Access the main.cf file at /etc/postfix/ and modify the following:

# TLS parameters
smtpd_tls_cert_file = /etc/ssl/certs/server.crt
smtpd_tls_key_file = /etc/ssl/private/server.key
smtpd_tls_security_level = may
smtpd_tls_loglevel = 1
smtpd_tls_received_header = yes
smtpd_tls_session_cache_database = btree:${data_directory}/smtpd_scache
smtpd_tls_ask_ccert = yes
#smtpd_tls_session_cache_timeout = 3600s

smtp_tls_CApath=/etc/ssl/certs
smtp_tls_security_level = may
smtp_tls_session_cache_database = btree:${data_directory}/smtp_scache
smtp_tls_mandatory_protocols=!SSLv2,!SSLv3
smtp_tls_protocols=!SSLv2,!SSLv3
smtp_tls_loglevel = 1
# Enable TLS
smtpd_tls_security_level = may
smtp_tls_note_starttls_offer = yes

Then, reload and restart postfix.

sudo systemctl reload postfix
sudo systemctl restart postfix

1.4. SPF and DKIM

For authentication to work, SPF and DKIM must be configured:

Warning

SPF and DKIM configurations should be made by the DNS account admin.

1.4.1. SPF

Include DNS TXT value on the DNS domain control panel.

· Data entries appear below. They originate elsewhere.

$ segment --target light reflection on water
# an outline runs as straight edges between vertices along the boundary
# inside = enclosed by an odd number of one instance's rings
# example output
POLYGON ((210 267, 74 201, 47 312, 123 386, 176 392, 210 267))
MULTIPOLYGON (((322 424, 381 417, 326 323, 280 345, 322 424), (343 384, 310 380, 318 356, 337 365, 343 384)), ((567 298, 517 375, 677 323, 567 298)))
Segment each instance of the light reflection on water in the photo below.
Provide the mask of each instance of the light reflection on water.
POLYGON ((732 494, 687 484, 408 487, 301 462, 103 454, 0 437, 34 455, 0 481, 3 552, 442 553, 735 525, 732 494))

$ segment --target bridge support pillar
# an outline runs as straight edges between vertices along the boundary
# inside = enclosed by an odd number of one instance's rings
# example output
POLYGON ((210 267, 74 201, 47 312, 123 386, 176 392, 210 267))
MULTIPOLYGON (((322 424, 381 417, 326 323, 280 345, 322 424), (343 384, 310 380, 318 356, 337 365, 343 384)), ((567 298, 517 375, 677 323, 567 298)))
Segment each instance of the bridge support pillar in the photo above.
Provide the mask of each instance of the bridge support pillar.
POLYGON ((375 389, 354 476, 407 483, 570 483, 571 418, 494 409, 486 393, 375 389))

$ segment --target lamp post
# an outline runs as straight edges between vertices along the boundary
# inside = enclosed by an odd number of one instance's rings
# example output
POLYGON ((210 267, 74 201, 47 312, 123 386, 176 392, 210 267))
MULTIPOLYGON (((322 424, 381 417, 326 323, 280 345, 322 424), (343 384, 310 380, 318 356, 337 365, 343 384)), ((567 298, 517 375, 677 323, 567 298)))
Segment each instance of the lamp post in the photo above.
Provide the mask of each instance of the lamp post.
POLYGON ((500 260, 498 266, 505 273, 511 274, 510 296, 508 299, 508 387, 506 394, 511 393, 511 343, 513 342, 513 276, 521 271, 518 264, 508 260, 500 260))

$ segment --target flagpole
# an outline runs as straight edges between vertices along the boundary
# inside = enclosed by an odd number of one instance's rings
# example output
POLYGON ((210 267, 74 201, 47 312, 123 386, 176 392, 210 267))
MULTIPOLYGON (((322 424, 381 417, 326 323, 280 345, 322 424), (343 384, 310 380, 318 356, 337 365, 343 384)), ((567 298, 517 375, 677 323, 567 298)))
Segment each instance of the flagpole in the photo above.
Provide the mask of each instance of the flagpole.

  • Name/Host/Alias: @ or leave blank.
  • Time to Live (TTL): 3600 or leave the default.
  • Value/Answer/Destination: v=spf1 ip4:x.x.x.x ~all (where x.x.x.x is your server IP).

Note

When configuring the Name/Host/Alias, control panel may indicate other preferable DNS records for your domain. Verify the best fit for your environment. If needed, contact Griaule Support Team for more information.

1.4.2. DKIM

Generate DKIM public and private keys on: https://dkimcore.org/tools/keys.html

Copy private key as dkim-private.pem to /etc/ssl/certs

Include DNS TXT value.

  • Name/Host/Alias: mail._domainkey
  • Value: v=DKIM1; h=sha256; k=rsa; t=y; p=<public value on site generated>

Access the main.cf file at /etc/postfix/ and modify the following:

#DKIM
milter_default_action = accept
milter_protocol = 2
smtpd_milters = inet:localhost:8891
non_smtpd_milters = inet:localhost:8891

Then, reload and restart postfix.

sudo systemctl reload postfix
sudo systemctl restart postfix

1.4.3. OpenDKIM

To install OpenDKIM, run:

sudo apt-get install opendkim opendkim-tools

Open the opendkim.conf at /etc/ and edit the following:

Socket                  inet:8891@localhost
#Socket                 local:/var/run/opendkim/opendkim.sock

Then open the opendkim file at /etc/default/ and modify as shown:

SOCKET=inet:8891@localhost

To apply the changes, restart postfix and opendkim.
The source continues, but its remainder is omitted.